# The Beautiful Pen contest  Poll



## ldb2000 (Feb 16, 2010)

My crack team of Judges and I have finally chosen 3 of the entries for the Beautiful pen contest . I must say all the entries were top rate and choosing just 3 was very hard .

I want to Thank everyone who entered a pen in the contest .

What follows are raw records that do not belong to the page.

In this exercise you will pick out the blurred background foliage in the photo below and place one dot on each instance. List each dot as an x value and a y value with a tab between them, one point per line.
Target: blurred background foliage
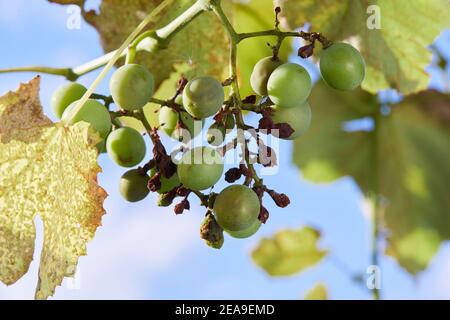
395	144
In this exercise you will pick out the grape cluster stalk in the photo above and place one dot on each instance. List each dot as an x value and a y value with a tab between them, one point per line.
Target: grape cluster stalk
281	92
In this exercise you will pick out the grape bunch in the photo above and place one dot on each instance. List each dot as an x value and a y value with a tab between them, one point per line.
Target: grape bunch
281	93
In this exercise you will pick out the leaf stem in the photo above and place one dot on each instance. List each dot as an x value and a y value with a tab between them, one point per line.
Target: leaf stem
375	201
150	41
235	92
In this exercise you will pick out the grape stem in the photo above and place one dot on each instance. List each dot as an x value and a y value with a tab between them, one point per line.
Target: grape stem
151	41
235	93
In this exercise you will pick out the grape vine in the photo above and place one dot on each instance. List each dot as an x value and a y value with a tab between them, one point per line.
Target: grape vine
281	93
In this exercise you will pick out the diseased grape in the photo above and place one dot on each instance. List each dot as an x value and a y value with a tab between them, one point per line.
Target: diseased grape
133	186
200	168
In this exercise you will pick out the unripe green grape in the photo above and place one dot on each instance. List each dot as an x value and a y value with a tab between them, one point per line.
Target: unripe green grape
299	118
246	233
179	99
131	86
203	97
133	186
167	184
92	112
289	85
168	119
342	66
261	73
236	208
200	168
216	134
126	147
65	95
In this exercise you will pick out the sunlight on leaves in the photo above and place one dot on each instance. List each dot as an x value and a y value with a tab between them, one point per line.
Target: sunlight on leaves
408	157
396	54
289	252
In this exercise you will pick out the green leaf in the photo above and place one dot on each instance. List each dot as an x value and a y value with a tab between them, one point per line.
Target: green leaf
289	252
48	170
319	292
203	45
255	15
405	161
396	55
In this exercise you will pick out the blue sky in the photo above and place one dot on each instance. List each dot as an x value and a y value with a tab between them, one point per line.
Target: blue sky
145	252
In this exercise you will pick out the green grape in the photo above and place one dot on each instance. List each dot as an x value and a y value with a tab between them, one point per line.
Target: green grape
342	66
200	168
167	184
168	119
236	208
179	99
126	147
131	86
92	112
246	233
203	97
299	118
289	85
133	186
261	73
65	95
216	134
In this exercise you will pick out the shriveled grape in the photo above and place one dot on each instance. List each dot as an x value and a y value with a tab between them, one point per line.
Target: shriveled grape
200	168
298	118
133	186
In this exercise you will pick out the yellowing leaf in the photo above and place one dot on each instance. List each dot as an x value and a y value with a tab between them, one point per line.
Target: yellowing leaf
289	252
319	292
396	54
405	161
48	170
203	45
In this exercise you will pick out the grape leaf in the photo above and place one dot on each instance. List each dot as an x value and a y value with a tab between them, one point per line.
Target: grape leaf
289	252
48	170
405	161
396	55
203	45
319	292
255	15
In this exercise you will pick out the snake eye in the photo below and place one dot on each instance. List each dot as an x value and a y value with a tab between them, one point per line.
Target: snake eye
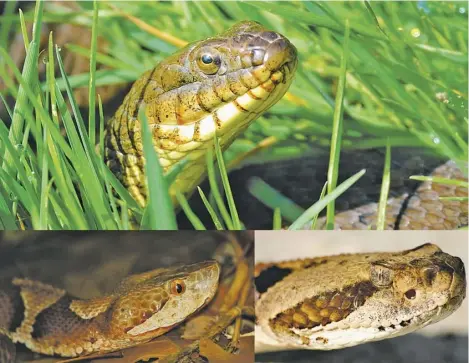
206	58
410	294
209	61
177	287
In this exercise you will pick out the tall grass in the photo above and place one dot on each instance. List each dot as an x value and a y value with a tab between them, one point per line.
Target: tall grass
404	84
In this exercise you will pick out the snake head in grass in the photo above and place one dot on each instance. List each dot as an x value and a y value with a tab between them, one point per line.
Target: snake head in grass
341	301
217	85
49	321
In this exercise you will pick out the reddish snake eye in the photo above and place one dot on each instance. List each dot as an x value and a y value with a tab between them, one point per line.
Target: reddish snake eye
178	287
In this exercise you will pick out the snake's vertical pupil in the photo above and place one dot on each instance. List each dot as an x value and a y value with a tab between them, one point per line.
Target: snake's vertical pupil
207	59
178	287
410	294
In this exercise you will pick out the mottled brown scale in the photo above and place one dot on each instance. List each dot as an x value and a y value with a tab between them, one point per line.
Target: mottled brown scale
376	295
49	321
420	210
332	306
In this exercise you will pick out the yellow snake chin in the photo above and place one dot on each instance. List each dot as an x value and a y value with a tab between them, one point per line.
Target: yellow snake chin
215	86
197	290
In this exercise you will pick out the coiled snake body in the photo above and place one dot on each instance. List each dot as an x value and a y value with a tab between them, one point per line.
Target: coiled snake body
339	301
49	321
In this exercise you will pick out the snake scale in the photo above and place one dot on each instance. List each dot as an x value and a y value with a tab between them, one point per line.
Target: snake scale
49	321
219	86
340	301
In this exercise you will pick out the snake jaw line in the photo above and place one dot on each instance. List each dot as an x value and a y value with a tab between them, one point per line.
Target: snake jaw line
331	303
215	86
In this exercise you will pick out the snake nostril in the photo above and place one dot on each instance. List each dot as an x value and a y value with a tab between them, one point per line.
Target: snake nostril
269	35
257	56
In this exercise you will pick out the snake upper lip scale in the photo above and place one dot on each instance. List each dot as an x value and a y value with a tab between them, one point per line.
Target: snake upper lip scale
142	307
340	301
216	85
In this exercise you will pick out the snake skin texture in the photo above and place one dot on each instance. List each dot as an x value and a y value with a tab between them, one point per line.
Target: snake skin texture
217	85
49	321
333	302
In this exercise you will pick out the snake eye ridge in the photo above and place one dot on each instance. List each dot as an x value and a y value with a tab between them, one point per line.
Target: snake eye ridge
178	287
410	294
208	61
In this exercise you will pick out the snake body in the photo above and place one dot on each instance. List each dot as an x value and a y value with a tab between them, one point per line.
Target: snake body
49	321
340	301
215	86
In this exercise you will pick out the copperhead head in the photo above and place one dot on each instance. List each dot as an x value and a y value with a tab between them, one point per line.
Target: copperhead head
49	321
339	301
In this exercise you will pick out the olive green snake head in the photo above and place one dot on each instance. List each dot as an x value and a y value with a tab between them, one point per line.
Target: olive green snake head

The poll will close 12:26 AM on 2/23/10

Here's the top 3
From left to right ,

philbaldwin , Brown Mallee Burl Cigar
mackc , Blue dyed curly maple Long click
Altaciii , Snakewood Euro/Designer


----------



## traderdon55 (Feb 16, 2010)

This was tough to pick one as they all look like winners. However if I must pick one I choose ???


----------



## GaryMadore (Feb 16, 2010)

Not an easy choice.

Gary


----------



## Rifleman1776 (Feb 16, 2010)

HMmmmmmmm!!!!!
Leesee....eenyy, meenie, mini, moe......


----------



## wood-of-1kind (Feb 16, 2010)

I vote for "all" of the above.  ; )


----------



## penmanship (Feb 16, 2010)

ditto !



wood-of-1kind said:


> I vote for "all" of the above. ; )


----------



## ed4copies (Feb 16, 2010)

BAH, Humbug!!!   All WOOD!!!

BUT they ARE very NICE, for wood!!!


----------



## Pioneerpens (Feb 16, 2010)

all very beautiful...Tough choice...I pick #______________


----------



## theHullTurn (Feb 16, 2010)

ed4copies said:


> BAH, Humbug!!!   All WOOD!!!
> 
> BUT they ARE very NICE, for wood!!!



Maybe next year have a beautiful acrylic pen contest? or non-wood contest?


----------



## JohnU (Feb 16, 2010)

Congrats to the top three.   They're all beauties!


----------



## Karin Voorhis (Feb 16, 2010)

wow this is not as easy I thought. but I did my job!


----------



## Ligget (Feb 19, 2010)

I voted too, 3 great pens and all are capable of winning!


----------